Why are they cheaper up north? Because Canada has a policy of controlling drug prices through its national health insurance system. As Deborah Stone, a health policy expert at Dartmouth, has observed, it's not the drugs we should be importing, it's the policy.

But the pharmaceutical lobby has so much power in the United States that cheaper drug prices are off the political radar screen. In fact, the recent Medicare bill pushed through Congress by the Bush administration explicitly prohibits Medicare, the largest bulk purchaser of pharmaceutical drugs, from negotiating cut-rate bulk prices. A consequence of these sky-high drug prices is that seniors who elect to take the new Medicare drug coverage must pay thousands of dollars out of pocket each year before the coverage fully kicks in. (Senator Kerry, to his credit, would reverse this policy.)

Instead of debating head-on whether the United States should have a national health program like Canada's, or at least controlled drug prices, the news media have generally accepted the nonsensical premise that the battle is about imports and that the issue is the safety of drugs from Canada. This is the drug industry line, and it's a complete red herring. In fact, there is no documented case of an American getting sick because of tainted or adulterated drugs brought in from Canada. On the contrary, Canadian safety standards are at least as strict as our own. But Bush appointees at the FDA, as a service to their allies in the pharmaceutical industry, have tried to make the public focus on safety. Why? Because if drug imports from Canada became widespread, the domestic structure of drug overpricing would collapse. Everyone would buy from Canada.

If the administration were not hostile to the idea of drug imports or cheaper drug prices, it would be easy to set up safety spot checks. Indeed, in areas where the administration promotes free trade, it satisfies its safety concerns with spot checks of raw agricultural products imported from countries whose rudimentary sanitary standards are far less sophisticated than Canada's. To add insult to injury, the administration is actually pressing America's trading partners who have lower drug prices to raise those prices so that our high prices won't stick out like a sore thumb and tempt Americans to seek cheaper drugs from abroad.

The drug industry and its friends in the administration contend that the exorbitant prices are necessary to pay for research. You've probably seen the TV ads in which an idealistic research scientist at a drug company vows to find a cure for Parkinson's or Alzheimer's, mentioning in passing that it costs $800 million to "bring a new drug to market."

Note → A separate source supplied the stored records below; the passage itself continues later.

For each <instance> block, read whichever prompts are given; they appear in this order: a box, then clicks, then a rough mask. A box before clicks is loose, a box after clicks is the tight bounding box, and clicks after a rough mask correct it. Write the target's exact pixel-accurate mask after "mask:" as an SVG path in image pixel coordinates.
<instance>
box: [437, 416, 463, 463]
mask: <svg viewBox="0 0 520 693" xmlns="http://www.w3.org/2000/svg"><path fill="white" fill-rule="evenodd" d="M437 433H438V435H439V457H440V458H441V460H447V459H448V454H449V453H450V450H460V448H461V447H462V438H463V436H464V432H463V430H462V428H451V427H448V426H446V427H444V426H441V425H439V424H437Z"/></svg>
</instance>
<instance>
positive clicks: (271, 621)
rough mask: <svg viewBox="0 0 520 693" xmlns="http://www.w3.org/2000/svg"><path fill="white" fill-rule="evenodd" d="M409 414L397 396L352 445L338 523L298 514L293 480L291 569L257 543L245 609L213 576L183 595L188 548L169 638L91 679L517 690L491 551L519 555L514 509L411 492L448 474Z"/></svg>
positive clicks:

But as author Merrill Goozner documents in his book, "The $800 Million Pill," much of the money attributed to "research" goes to advertising and copy-cat drugs rather than true breakthroughs, and much of the actual research is financed by taxpayers through the National Institutes of Health). Economist Dean Baker has calculated that only about one dollar in five that US consumers spend on inflated drug prices go to finance drug research. Baker adds up all the money contributed by taxpayers to drug companies through Medicare, Medicare, the Veterans Administration, and NIH. He concludes that it would be more cost-effective to pay for all drug research through government grants and then put the results in the public domain. Manufacturers, as in the case of aspirin, doxycycline, and other off-patent drugs, would then earn only a normal profit, and all drugs would be far cheaper.

Scientists would still innovate. The pioneers of antibiotics weren't in it to get rich. Nor was Dr. Jonas Salk. Their breakthroughs quickly went into the public domain to help the greatest number at the lowest cost.

It's charming that the Republican governor of New Hampshire, Craig Benson, is suing the FDA to allow Canadian pharmacies to fill US prescriptions and that congressmen of both parties have sponsored bills to legalize imports. But these worthies are fighting the wrong fight and ducking the real one. Forget Canada. We need a national policy to lower drug prices right here in the USA.